Even though I was once told by a gynecologist that I have "excellent birthing hips" (I'm pretty sure he meant it as a compliment, but it was hard to take it as one), I know that some women have an easier time than me when it comes to birthing children, and some people have it so much worse.  I like to think, in the Gospel According to Emily, that the Lord had compassion on Eve.  I hope and pray that Eve's births were similar to my own grandmothers.  I hope and pray that angels surrounded her and helped her as she ventured into this unknown abyss of childbearing.  I guess, when I really think about Eve in the "dark and dreary world," having a baby without the luxuries of a hospital, doctor, modern medicine, stitches, indoor plumbing, AGPAR tests, and other women surrounding her, it's easier for me to "suck it up" and finish my own pep talk.  Now...I just have to convince my husband!  I wonder what Eve said to Adam?

I'd love to hear about your birthing experiences!
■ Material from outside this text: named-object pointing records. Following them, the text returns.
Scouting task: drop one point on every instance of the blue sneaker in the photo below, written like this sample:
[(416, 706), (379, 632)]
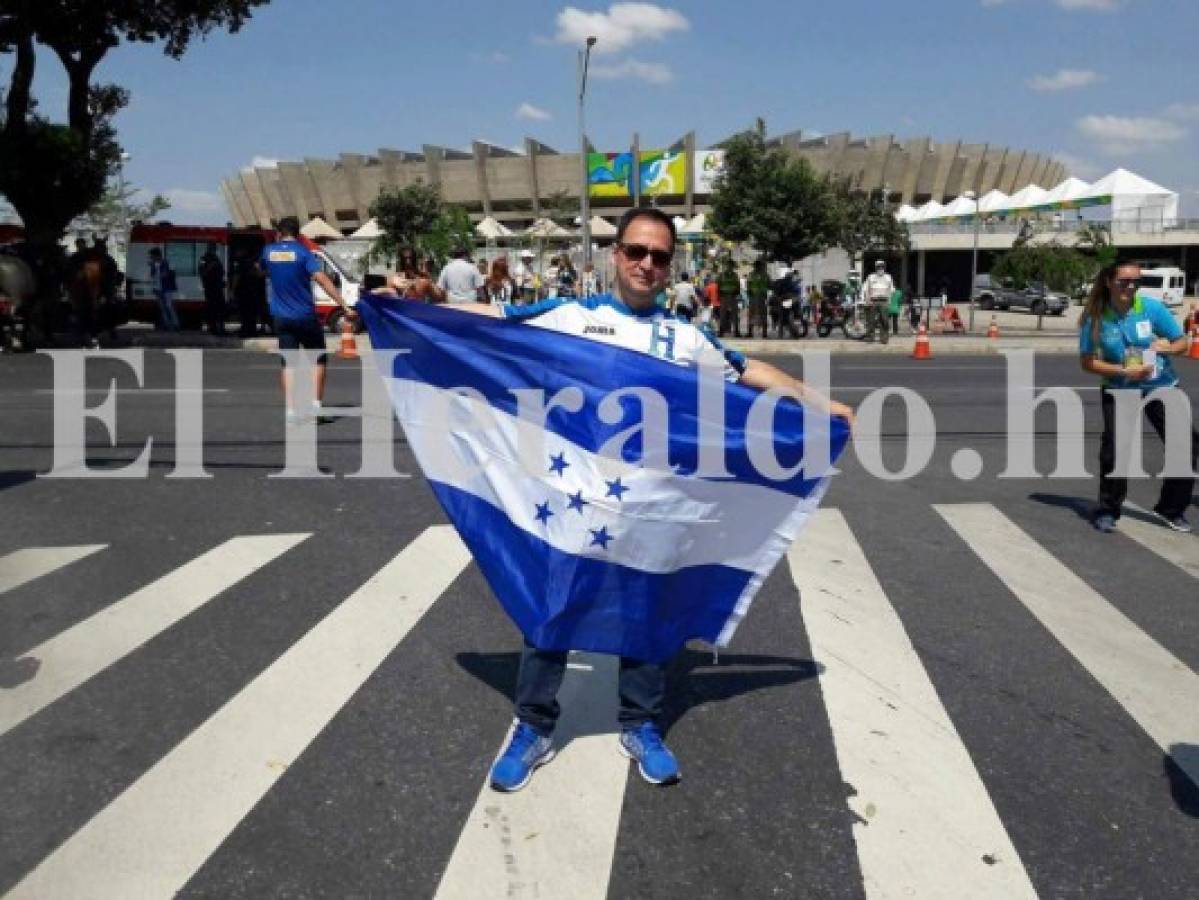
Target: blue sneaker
[(525, 751), (654, 759)]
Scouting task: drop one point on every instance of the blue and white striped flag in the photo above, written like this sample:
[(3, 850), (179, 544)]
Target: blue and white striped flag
[(589, 548)]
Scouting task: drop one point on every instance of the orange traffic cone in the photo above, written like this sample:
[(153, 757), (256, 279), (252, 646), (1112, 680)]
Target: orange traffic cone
[(349, 346), (923, 350)]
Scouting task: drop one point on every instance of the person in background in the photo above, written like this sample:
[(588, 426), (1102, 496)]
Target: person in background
[(1127, 339), (567, 279), (162, 282), (212, 279), (728, 285), (498, 287), (758, 290), (684, 299), (459, 281), (591, 285), (291, 269), (895, 308)]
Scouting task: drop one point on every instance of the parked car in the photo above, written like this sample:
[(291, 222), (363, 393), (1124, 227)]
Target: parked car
[(1002, 294)]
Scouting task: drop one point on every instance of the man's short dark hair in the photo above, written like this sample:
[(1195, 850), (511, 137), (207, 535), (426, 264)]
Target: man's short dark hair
[(646, 212)]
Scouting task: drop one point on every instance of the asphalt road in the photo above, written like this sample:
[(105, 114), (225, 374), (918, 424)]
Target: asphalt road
[(1004, 706)]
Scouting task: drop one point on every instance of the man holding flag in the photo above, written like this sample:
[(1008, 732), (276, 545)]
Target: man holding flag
[(586, 589)]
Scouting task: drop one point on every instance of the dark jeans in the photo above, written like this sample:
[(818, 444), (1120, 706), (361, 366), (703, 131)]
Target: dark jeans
[(1175, 491), (642, 689)]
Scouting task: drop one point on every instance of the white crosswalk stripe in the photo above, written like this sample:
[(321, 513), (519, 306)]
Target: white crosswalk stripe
[(1174, 547), (71, 658), (1157, 690), (556, 837), (24, 566), (152, 838), (926, 825)]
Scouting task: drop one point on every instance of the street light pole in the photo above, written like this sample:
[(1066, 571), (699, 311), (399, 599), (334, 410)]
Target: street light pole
[(974, 260), (584, 188)]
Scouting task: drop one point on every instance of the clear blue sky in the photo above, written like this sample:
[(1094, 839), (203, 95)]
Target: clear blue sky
[(1100, 83)]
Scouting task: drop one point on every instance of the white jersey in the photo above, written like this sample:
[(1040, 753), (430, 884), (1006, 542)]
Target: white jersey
[(878, 287), (656, 332)]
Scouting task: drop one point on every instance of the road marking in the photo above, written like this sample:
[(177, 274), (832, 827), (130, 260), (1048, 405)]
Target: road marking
[(926, 826), (23, 566), (155, 835), (556, 838), (1157, 690), (1172, 545), (89, 647)]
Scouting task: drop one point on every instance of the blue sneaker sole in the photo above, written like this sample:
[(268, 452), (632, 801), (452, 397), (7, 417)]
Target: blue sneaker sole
[(645, 777), (537, 763)]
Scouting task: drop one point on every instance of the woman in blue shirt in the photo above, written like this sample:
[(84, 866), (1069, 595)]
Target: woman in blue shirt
[(1128, 340)]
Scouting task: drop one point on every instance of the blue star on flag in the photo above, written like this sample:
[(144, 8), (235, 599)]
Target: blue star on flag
[(601, 537), (615, 489)]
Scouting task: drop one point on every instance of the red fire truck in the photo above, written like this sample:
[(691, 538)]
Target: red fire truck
[(182, 247)]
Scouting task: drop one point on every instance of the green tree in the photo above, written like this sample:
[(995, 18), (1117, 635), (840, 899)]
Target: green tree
[(405, 216), (772, 200), (52, 171), (862, 224)]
Oh, and I made the HUGE mistake of actually trying on my wedding dress last week.  Over dinner, Greg started telling the story of how we met and all about our wedding day.  The kids were quite fascinated and loved hearing all about it.  I decided to get my wedding dress out and model it.  What was I thinking?!?  I really, really thought I could fit into it.  I know I weigh less now than when I got married, but apparently I've added some overall mass.  I could only get the zipper half way up (apparently the majority of the mass has accumulated in the mid-section: Talk about love handles).  DANG!  I told Greg that I've traded in my waist for my children.  He laughed and said it was a good trade.